Several limitations of this study decrease generalizability of the findings. Because the measurement tools were developed for this study, they have had limited psychometric testing. Additional evaluation by external experts would strengthen conclusions regarding validity of the instruments. Although internal consistency reliability was high for both measurement tools, additional testing, including evaluation of test-retest reliability without intervening instruction/experiences, would provide support for instrument reliability.
Another limitation of the study was the lack of a knowledge pretest. A knowledge pretest would have been helpful to establish equivalence between the groups before the intervention. This would provide support for concluding that higher scores in the experimental group could be attributed to the virtual patient trainer rather than to preexisting differences in the groups.

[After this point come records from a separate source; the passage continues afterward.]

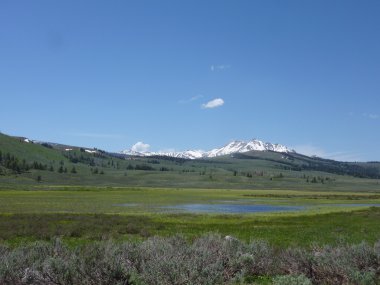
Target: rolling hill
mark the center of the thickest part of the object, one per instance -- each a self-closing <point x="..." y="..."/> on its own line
<point x="24" y="162"/>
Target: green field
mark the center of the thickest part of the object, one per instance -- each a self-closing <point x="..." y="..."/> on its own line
<point x="80" y="214"/>
<point x="74" y="214"/>
<point x="41" y="196"/>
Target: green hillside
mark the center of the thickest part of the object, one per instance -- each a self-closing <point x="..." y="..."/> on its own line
<point x="28" y="163"/>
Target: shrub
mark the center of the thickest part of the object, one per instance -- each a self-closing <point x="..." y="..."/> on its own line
<point x="291" y="280"/>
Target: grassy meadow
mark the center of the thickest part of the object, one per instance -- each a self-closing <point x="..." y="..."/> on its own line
<point x="80" y="214"/>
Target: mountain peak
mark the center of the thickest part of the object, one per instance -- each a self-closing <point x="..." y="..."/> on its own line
<point x="235" y="146"/>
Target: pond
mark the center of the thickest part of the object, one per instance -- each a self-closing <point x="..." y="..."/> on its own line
<point x="231" y="208"/>
<point x="237" y="208"/>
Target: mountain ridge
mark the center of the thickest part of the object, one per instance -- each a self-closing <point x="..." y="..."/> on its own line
<point x="236" y="146"/>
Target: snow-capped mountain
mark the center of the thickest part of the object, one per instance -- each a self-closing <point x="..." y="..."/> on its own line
<point x="232" y="147"/>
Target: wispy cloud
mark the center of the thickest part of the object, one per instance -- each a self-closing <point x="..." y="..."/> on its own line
<point x="96" y="135"/>
<point x="371" y="116"/>
<point x="213" y="103"/>
<point x="219" y="67"/>
<point x="311" y="150"/>
<point x="140" y="147"/>
<point x="192" y="99"/>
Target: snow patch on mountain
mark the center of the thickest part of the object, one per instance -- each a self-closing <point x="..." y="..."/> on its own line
<point x="232" y="147"/>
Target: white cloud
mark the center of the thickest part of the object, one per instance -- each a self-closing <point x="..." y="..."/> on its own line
<point x="96" y="135"/>
<point x="192" y="99"/>
<point x="371" y="116"/>
<point x="140" y="147"/>
<point x="220" y="67"/>
<point x="213" y="103"/>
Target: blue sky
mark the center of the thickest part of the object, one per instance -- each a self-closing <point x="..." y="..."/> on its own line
<point x="108" y="74"/>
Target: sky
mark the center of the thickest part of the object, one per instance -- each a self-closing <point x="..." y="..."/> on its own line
<point x="178" y="75"/>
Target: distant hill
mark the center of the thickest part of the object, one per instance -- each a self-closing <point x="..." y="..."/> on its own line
<point x="24" y="161"/>
<point x="230" y="148"/>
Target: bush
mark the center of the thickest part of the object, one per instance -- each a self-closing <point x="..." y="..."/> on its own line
<point x="291" y="280"/>
<point x="210" y="259"/>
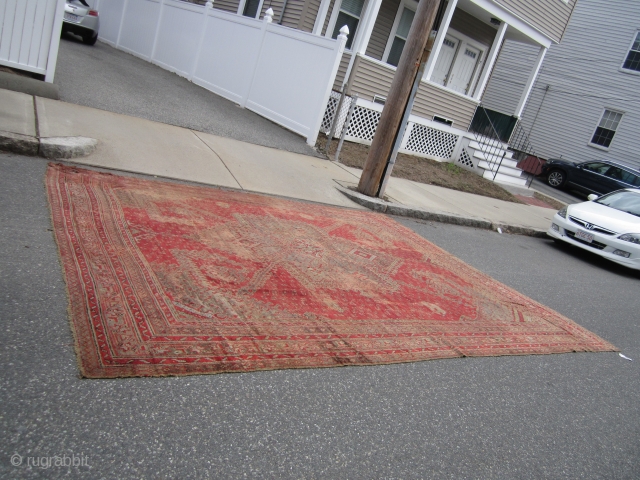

Lack of consistency between the groups related to the duration of the interventions may also limit study validity. Although students received a 3-hour intervention in the traditional lecture group, students who participated in the virtual trainer experience took varying amounts of time to complete the intervention, and most completed the experience in less than 2 hours. This inconsistency could have influenced the magnitude of the difference in the outcomes. An exploration of the relationship between the duration of the interventions and the achievement of learning outcomes would be helpful to identify the optimal intervention duration.
Virtual environments offer opportunities to present information about a variety of disease states in patients with different levels of acuity11 that can be accessed at anytime, anywhere. The virtual patient trainer can allow large numbers of students to practice requisite nursing skills as often as needed. Research has suggested that participation in a 3D environment, such as in virtual patient trainers, may bridge the gap between experiential learning (learning by doing) and information representation (lecture format) to achieve a variety of learning outcomes.10,16–22 Evidence supporting the effectiveness of a virtual patient trainer to facilitate learning is emerging but currently is inconclusive. Further research is needed to provide additional evidence to support more widespread use of this new educational technology.